10 de julho de 2026
Rural

Países têm dificuldades para fiscalizar regras

Michelle Roxo
| Tempo de leitura: 2 min

O vice-presidente da Federação da Agricultura do Estado de São Paulo (Faesp) e presidente do Sindicato Rural de Bauru, Maurício Lima Verde, afirma que um dos grandes problemas para o cumprimento das normas do código comum para a comunidade cafeeira seria a fiscalização.

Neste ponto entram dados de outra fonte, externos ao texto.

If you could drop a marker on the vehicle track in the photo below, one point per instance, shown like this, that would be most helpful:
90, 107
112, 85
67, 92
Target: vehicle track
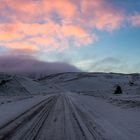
13, 127
55, 118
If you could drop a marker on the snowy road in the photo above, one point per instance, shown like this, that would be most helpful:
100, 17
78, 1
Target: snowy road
68, 116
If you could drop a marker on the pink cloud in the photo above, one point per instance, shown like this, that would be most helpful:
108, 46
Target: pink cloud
45, 25
134, 20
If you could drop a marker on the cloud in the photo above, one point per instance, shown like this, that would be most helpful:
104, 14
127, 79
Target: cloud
134, 20
108, 64
27, 65
56, 25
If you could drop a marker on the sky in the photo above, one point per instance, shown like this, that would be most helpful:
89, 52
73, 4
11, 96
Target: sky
85, 35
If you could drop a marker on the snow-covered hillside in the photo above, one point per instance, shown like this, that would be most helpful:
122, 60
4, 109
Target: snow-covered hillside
15, 85
96, 82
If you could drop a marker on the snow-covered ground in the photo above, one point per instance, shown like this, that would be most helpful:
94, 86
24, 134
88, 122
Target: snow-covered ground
70, 106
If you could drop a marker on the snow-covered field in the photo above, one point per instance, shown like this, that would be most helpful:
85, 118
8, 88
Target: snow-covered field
70, 106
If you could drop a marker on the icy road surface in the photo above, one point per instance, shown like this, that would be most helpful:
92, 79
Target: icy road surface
68, 116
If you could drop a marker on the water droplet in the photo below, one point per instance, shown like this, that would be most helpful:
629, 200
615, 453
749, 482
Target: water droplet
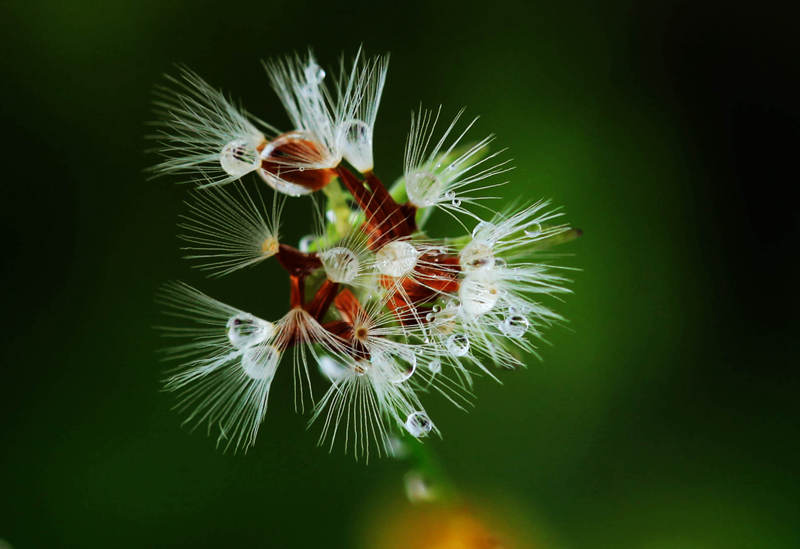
418, 424
357, 145
457, 344
246, 330
238, 158
478, 292
515, 325
340, 264
260, 362
423, 188
396, 258
305, 243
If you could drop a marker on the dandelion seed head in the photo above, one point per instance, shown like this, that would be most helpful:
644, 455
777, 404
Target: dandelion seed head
384, 313
260, 362
246, 330
340, 264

“Não adianta nada você estabelecer certas regras se não houver fiscalização. E para se criar uma estrutura dessas, é algo muito caro para a própria Organização Internacional do Café (OIC)”, diz. “Por isso, considero a aplicação um pouco utópica. Mas se você não brigar para chegar perto da utopia, vai fazer o quê?”, questiona.

Na opinião de Lima Verde, ainda é cedo para avaliar os impactos que o código traria em nível regional. Entretanto, ele acredita que as regras referentes ao meio ambiente seriam o assunto de maior polêmica entre os produtores. “Você tem fertilizantes e inseticidas que precisam ser passados permanentemente”, diz. “A questão ambiental vai ser polêmica”, completa.

O Estado de São Paulo produz 7 milhões de sacas por ano. A região, que concentra produtores em municípios como Garça e Piraju, é responsável por cerca de 30% dessa produção.

Cautela

Na opinião do produtor paulista João Abrão Filho, a criação de um código comum para a comunidade cafeeira deve ser discutida com cautela. “Isso é uma coisa nova para a comunidade cafeeira. Isso pode trazer benefício para o produtor? A gente acredita que sim. Agora, precisa saber os custos da implantação e como isso vai se transformar no produto final”, avalia.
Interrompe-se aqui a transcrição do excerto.